Version 1.27.1.2 - 14 Mar 2025

• upgraded lua-nginx-module to v0.10.28
  • bugfix: setkeepalive failure on TLSv1.3 Thanks Zhefeng C. for the patch.
  • bugfix: remove http2 hardcode limitation in ngx.location subrequest API. Thanks Jun Ouyang for the patch.
  • bugfix: removed null terminator. Thanks n-bes for the patch.
  • doc: more accurate error message. Thanks willmafh for the patch.
  • doc: clarify base64 for url encoding and padding. Thanks Thijs Schreijer for the patch.
  • doc: Redraw directives png (#2353) Thanks xiaobiaozhao for the patch.

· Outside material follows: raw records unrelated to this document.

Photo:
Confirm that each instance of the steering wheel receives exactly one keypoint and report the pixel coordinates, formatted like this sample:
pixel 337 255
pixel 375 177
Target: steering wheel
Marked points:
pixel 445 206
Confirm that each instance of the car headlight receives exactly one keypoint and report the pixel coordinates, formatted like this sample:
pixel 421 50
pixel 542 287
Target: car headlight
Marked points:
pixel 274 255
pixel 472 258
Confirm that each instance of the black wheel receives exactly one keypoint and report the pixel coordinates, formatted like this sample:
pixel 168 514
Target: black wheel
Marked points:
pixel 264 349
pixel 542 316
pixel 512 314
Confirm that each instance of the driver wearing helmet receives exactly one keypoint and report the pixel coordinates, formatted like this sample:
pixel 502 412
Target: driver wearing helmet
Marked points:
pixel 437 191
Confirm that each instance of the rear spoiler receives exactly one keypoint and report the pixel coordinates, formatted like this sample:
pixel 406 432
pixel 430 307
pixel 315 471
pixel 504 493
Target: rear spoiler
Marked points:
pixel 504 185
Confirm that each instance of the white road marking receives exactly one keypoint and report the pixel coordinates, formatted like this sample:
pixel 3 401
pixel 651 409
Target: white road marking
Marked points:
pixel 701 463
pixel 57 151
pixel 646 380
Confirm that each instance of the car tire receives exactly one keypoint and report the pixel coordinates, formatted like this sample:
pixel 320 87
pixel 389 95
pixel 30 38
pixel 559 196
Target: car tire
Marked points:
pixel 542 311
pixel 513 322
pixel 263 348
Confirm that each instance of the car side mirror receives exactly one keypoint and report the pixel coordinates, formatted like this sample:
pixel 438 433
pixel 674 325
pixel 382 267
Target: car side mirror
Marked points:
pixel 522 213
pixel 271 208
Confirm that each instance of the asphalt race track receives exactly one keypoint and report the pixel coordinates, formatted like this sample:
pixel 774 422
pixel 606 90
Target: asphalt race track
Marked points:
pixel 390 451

  • doc: clarify the backlog option (#2367) Thanks Thijs Schreijer for the patch.
  • doc: improve grammar. Thanks Josh Soref for the patch.

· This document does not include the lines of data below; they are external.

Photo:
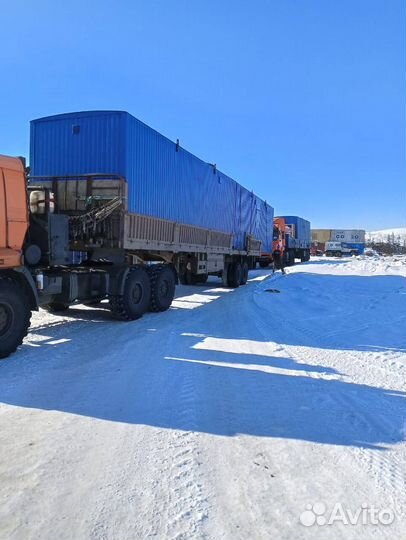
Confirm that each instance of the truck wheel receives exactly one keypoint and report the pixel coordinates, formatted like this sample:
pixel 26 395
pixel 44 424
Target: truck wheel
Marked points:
pixel 234 275
pixel 15 316
pixel 200 278
pixel 244 274
pixel 162 287
pixel 55 307
pixel 135 300
pixel 185 276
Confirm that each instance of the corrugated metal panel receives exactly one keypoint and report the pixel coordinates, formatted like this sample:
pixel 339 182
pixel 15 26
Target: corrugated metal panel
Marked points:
pixel 348 235
pixel 321 235
pixel 163 180
pixel 86 142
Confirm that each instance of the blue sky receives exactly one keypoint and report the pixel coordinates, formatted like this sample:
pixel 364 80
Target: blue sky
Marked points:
pixel 303 101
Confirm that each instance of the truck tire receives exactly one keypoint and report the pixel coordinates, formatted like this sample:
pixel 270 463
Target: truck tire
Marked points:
pixel 136 297
pixel 55 307
pixel 234 275
pixel 185 276
pixel 244 273
pixel 200 278
pixel 163 286
pixel 15 314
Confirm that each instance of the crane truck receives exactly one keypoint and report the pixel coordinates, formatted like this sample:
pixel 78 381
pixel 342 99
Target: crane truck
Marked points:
pixel 291 236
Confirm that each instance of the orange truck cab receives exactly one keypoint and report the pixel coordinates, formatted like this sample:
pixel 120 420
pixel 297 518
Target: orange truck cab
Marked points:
pixel 13 211
pixel 278 242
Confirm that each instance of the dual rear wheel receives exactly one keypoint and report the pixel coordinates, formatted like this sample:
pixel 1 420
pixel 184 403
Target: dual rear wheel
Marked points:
pixel 237 274
pixel 145 289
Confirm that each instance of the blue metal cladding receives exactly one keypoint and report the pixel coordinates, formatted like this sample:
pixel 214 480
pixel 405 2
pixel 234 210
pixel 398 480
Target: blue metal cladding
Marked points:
pixel 302 232
pixel 164 180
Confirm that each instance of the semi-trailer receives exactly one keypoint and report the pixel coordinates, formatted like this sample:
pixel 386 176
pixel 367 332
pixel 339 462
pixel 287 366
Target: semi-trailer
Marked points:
pixel 291 236
pixel 113 210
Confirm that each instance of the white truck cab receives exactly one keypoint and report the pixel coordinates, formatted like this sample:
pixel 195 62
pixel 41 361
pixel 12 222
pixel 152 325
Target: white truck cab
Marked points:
pixel 336 249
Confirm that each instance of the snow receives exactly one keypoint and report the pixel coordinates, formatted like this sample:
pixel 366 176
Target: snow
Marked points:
pixel 221 418
pixel 382 235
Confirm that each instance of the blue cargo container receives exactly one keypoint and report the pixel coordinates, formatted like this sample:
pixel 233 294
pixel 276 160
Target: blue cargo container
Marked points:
pixel 301 236
pixel 164 180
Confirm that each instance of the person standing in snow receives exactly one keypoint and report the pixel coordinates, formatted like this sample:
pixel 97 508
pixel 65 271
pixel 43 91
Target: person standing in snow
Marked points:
pixel 278 259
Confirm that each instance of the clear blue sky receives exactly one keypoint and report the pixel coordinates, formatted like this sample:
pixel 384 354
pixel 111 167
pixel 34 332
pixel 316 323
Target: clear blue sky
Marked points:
pixel 303 101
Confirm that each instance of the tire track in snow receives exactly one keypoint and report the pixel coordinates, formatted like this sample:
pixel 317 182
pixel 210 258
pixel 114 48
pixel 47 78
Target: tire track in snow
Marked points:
pixel 389 473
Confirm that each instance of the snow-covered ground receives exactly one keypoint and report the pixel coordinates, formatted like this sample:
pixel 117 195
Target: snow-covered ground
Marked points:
pixel 222 418
pixel 398 234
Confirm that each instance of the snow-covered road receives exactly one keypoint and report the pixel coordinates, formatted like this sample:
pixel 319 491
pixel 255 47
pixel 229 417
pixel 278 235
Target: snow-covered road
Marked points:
pixel 221 418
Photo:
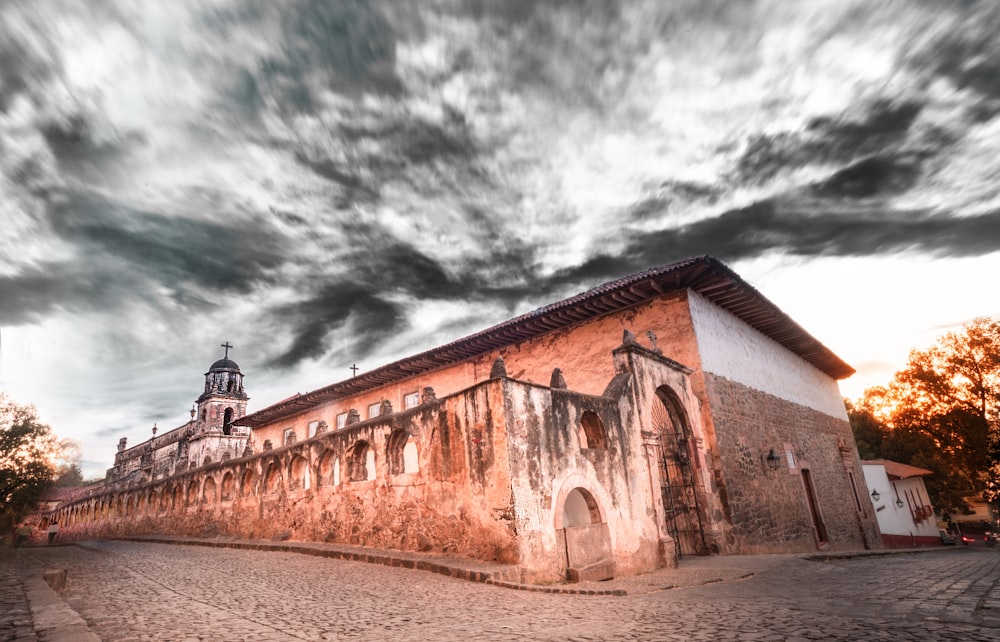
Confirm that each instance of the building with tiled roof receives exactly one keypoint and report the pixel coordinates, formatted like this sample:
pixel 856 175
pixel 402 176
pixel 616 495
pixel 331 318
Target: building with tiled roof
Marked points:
pixel 672 412
pixel 902 505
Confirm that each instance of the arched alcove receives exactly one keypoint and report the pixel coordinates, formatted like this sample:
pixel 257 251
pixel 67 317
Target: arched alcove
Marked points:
pixel 592 431
pixel 580 509
pixel 676 459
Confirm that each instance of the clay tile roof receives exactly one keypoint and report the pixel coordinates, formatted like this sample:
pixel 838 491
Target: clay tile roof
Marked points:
pixel 895 470
pixel 707 275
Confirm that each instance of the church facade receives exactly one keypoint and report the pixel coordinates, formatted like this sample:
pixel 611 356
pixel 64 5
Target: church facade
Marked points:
pixel 672 412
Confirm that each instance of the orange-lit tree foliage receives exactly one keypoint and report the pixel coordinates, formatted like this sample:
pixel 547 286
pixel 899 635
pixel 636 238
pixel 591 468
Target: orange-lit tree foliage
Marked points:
pixel 28 453
pixel 940 413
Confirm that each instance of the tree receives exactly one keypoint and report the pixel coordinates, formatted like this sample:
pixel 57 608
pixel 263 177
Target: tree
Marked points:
pixel 28 451
pixel 941 413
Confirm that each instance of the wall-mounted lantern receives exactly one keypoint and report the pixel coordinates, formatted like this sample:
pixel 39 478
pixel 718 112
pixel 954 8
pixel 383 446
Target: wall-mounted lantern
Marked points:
pixel 773 460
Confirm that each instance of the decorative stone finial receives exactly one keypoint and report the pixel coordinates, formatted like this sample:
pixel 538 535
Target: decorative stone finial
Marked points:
pixel 652 338
pixel 499 369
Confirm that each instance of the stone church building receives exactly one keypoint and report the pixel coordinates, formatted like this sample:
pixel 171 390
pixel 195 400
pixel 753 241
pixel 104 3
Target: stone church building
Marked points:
pixel 668 413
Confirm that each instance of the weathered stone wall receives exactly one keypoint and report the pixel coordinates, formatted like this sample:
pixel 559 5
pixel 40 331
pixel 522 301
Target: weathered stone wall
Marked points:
pixel 768 510
pixel 458 501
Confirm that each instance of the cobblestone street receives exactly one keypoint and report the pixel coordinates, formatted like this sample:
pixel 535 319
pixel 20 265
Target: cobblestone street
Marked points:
pixel 142 591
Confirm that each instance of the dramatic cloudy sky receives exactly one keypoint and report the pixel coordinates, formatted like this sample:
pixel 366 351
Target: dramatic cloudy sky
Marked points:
pixel 328 182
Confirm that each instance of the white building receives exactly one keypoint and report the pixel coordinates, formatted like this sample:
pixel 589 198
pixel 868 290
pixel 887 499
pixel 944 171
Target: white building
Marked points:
pixel 901 503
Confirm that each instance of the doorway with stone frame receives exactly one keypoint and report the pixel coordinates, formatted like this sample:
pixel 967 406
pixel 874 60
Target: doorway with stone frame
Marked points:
pixel 682 517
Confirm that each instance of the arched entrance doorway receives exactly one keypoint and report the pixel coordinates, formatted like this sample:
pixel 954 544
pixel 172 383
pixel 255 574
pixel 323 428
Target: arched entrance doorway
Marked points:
pixel 584 535
pixel 681 513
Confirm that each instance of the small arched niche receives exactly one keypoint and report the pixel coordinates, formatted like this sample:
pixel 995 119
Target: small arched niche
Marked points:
pixel 592 432
pixel 580 509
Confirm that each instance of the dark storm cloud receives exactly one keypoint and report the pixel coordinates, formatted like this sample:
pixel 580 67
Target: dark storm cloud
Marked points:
pixel 381 268
pixel 346 46
pixel 22 65
pixel 311 322
pixel 82 155
pixel 883 126
pixel 172 250
pixel 872 176
pixel 122 254
pixel 36 292
pixel 966 52
pixel 781 226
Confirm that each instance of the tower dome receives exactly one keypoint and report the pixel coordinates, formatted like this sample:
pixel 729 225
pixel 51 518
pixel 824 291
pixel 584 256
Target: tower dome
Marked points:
pixel 224 378
pixel 225 364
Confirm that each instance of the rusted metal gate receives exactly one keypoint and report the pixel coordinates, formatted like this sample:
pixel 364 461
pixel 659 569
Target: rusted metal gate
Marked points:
pixel 677 482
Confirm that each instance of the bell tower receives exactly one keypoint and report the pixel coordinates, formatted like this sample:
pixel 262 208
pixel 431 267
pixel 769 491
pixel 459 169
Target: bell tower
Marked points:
pixel 224 399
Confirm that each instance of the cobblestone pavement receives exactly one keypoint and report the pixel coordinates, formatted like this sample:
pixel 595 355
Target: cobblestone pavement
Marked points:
pixel 129 591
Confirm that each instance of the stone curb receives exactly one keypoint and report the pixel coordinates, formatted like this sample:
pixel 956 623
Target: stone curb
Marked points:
pixel 504 576
pixel 52 618
pixel 883 552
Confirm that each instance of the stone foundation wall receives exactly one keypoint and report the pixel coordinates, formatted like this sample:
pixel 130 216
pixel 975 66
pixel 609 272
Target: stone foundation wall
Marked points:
pixel 768 510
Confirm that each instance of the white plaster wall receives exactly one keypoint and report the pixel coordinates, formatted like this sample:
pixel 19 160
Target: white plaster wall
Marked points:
pixel 732 349
pixel 893 520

  • feature: add ngx.resp.set_status(status, reason). Thanks lijunlong for the patch.
  • feature: implemented ngx_http_lua_ffi_decode_base64mime. Thanks WenMing for the patch.
  • optimize: removed unreachable code in ngx_http_lua_send_http10_headers(). Thanks lijunlong for the patch.

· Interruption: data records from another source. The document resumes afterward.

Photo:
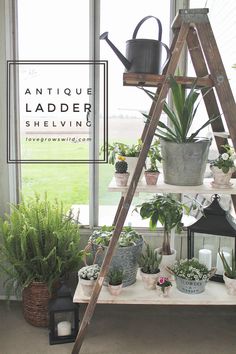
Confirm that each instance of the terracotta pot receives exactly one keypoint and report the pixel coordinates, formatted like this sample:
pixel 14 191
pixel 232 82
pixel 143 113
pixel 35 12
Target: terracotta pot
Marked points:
pixel 115 289
pixel 87 286
pixel 230 285
pixel 221 179
pixel 149 280
pixel 151 177
pixel 122 179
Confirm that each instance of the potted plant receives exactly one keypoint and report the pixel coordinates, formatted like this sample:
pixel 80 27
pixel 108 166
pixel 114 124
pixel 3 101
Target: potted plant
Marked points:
pixel 149 268
pixel 39 244
pixel 115 280
pixel 151 173
pixel 229 275
pixel 191 276
pixel 127 252
pixel 131 153
pixel 87 278
pixel 168 211
pixel 223 168
pixel 121 174
pixel 184 154
pixel 165 286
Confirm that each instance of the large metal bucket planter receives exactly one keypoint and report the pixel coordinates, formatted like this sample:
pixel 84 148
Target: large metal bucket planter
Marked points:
pixel 185 164
pixel 125 258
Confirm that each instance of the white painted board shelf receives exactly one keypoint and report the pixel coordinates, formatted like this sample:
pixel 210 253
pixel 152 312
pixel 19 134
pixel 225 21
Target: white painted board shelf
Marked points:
pixel 214 294
pixel 161 187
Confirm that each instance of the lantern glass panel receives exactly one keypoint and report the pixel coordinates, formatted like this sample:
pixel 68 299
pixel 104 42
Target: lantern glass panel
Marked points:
pixel 213 243
pixel 67 316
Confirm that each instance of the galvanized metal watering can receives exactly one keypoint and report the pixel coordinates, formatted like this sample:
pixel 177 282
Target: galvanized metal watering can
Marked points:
pixel 142 55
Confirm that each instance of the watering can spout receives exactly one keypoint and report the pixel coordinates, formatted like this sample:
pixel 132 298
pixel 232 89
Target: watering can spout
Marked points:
pixel 125 62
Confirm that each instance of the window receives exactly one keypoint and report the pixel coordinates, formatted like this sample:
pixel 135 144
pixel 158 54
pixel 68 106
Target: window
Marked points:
pixel 59 30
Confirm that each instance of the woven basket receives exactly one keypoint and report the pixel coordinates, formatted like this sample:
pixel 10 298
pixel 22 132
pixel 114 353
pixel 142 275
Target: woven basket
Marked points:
pixel 35 304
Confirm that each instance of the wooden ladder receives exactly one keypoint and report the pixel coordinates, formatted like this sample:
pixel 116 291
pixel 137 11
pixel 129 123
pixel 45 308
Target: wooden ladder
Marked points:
pixel 190 26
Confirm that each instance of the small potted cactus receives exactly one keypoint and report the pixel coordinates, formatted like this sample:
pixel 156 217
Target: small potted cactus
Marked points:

  • optimize: remove duplicate check in ngx.send_headers Thanks spacewander for the patch.
  • tests: add support for openssl3.0. Thanks lijunlong for the patch.
• upgraded stream-lua-nginx-module to v0.0.16
  • feature: enable ngx.var at the ssl_certificate_by_lua and ssl_client_hello_by_lua. Thanks lijunlong for the patch.
  • bugfix: setkeepalive failure on TLSv1.3 Thanks Zhefeng C. for the patch.
• upgraded lua-resty-core to v0.1.31
  • feature: implemented decode_base64mime. Thanks WenMing for the patch.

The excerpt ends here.